"C’est à la limite d’être dangereux": des Français confrontés aux déserts médicaux témoignent de leurs difficultés

Un Français sur quatre vit dans un désert médical. Une zone souvent rurale où l'absence de médecin se fait sentir et contribue à la détérioration générale des soins, selon une agrégation des chiffres des Agences régionales de santé. Et les conséquences sont dramatiques: un tiers des Français a déjà renoncé à se faire soigner faute de médecin, donc.
Près de 17 millions de Français seraient concernés et certains déserts médicaux se trouvent près des grandes villes: "J'habite à 25 kilomètres de Paris et près de chez moi, il nous faut une semaine pour avoir de la disponibilité", assure à RMC Sébastien qui vit à Villeroy, en Seine-et-Marne.
"La collectivité a investi 1,8 million d’euros dans un pôle médical et on ne trouve pas de médecin. Sur ce pôle médical, il y a normalement trois cellules pour trois médecins traitants mais aujourd’hui il n’y a que deux généralistes. Quand vous êtes nouveau venu, vous appelez, ce n’est pas possible de vous prendre. Parfois, il faut attendre plusieurs jours", ajoute-t-il.
"Mon médecin a des journées de dingue"
Si Sébastien concède que certaines plates-formes comme Doctolib permettent de pallier au manque, il s’inquiète que ce problème existe à 25 kilomètres seulement de Paris. Il plaide pour un effort des jeunes médecins à venir travailler dans les déserts médicaux. C’est notamment ce que propose Jean-Luc Mélenchon, en imposant dix ans d’exercice dans les déserts médicaux à tous les jeunes médecins.
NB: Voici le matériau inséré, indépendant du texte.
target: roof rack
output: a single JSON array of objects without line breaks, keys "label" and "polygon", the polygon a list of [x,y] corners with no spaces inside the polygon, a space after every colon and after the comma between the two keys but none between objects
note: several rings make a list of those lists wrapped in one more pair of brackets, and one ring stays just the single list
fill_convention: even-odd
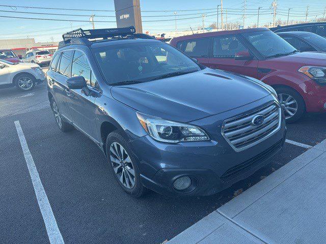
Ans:
[{"label": "roof rack", "polygon": [[62,35],[64,41],[68,41],[76,37],[86,37],[88,39],[96,38],[107,38],[117,36],[125,36],[136,33],[134,26],[123,28],[112,28],[107,29],[83,29],[79,28],[67,32]]},{"label": "roof rack", "polygon": [[134,26],[130,26],[123,28],[112,28],[106,29],[83,29],[79,28],[65,33],[62,35],[63,41],[59,42],[59,48],[68,45],[83,44],[90,46],[92,39],[107,39],[130,37],[144,39],[154,39],[155,38],[146,34],[136,33]]}]

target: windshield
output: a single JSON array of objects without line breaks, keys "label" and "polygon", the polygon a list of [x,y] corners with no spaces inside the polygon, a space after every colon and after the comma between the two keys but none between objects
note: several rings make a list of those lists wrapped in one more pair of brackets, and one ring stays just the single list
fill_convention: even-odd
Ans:
[{"label": "windshield", "polygon": [[11,50],[0,51],[0,59],[16,57],[16,54]]},{"label": "windshield", "polygon": [[16,63],[10,62],[9,61],[7,61],[7,60],[4,60],[4,59],[0,59],[0,62],[3,63],[4,64],[7,64],[8,65],[12,65],[17,64]]},{"label": "windshield", "polygon": [[302,36],[305,40],[315,44],[319,48],[326,50],[326,38],[313,33],[307,34]]},{"label": "windshield", "polygon": [[273,32],[251,32],[242,34],[264,57],[286,55],[296,49]]},{"label": "windshield", "polygon": [[201,69],[179,50],[158,41],[105,46],[92,51],[110,84],[148,81]]}]

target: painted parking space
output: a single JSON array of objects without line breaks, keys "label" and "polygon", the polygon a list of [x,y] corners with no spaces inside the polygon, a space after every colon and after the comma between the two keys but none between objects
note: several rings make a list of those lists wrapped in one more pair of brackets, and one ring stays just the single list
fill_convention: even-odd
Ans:
[{"label": "painted parking space", "polygon": [[[14,132],[14,122],[19,121],[65,243],[85,240],[160,243],[227,202],[235,192],[244,191],[305,150],[287,143],[283,153],[270,164],[214,196],[176,198],[150,192],[139,199],[119,188],[103,154],[90,140],[76,130],[67,134],[59,130],[49,109],[3,120],[13,125]],[[15,139],[16,148],[21,150],[17,136]],[[25,170],[28,174],[25,163]],[[31,184],[30,178],[25,180]],[[33,188],[29,193],[34,194]],[[40,215],[36,201],[33,208]],[[46,235],[40,217],[39,221]]]}]

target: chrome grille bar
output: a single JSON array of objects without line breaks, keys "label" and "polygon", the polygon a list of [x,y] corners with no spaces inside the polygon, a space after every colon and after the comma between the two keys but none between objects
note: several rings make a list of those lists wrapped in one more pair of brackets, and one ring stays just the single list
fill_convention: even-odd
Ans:
[{"label": "chrome grille bar", "polygon": [[[264,121],[256,126],[252,121],[256,115],[263,115]],[[251,111],[226,119],[222,134],[236,151],[240,151],[267,139],[281,127],[281,110],[274,102]]]}]

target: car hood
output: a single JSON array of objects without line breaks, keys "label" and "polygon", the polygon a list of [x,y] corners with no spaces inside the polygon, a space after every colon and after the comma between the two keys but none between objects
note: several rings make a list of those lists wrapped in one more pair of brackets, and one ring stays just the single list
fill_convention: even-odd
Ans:
[{"label": "car hood", "polygon": [[285,63],[296,63],[299,65],[313,65],[326,66],[326,53],[317,52],[298,52],[288,56],[283,56],[274,59],[274,60]]},{"label": "car hood", "polygon": [[188,122],[244,105],[270,92],[244,77],[206,68],[179,76],[113,86],[111,94],[141,112]]}]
En contrepartie, ceux-ci recevraient une rémunération supérieure lors de leurs années d'études.
Car les déserts médicaux peuvent avoir des conséquences sur la santé des Français: "Mon médecin a des journées de dingue. C’est compliqué d’avoir un rendez-vous donc parfois, il nous prend à 6h30 ou 6h45 du matin, quand il sent que c’est une urgence, puis il finit à 21h ou 21h30 en fonction de ses rendez-vous", raconte Rodolphe, qui vit dans la région de Lyon.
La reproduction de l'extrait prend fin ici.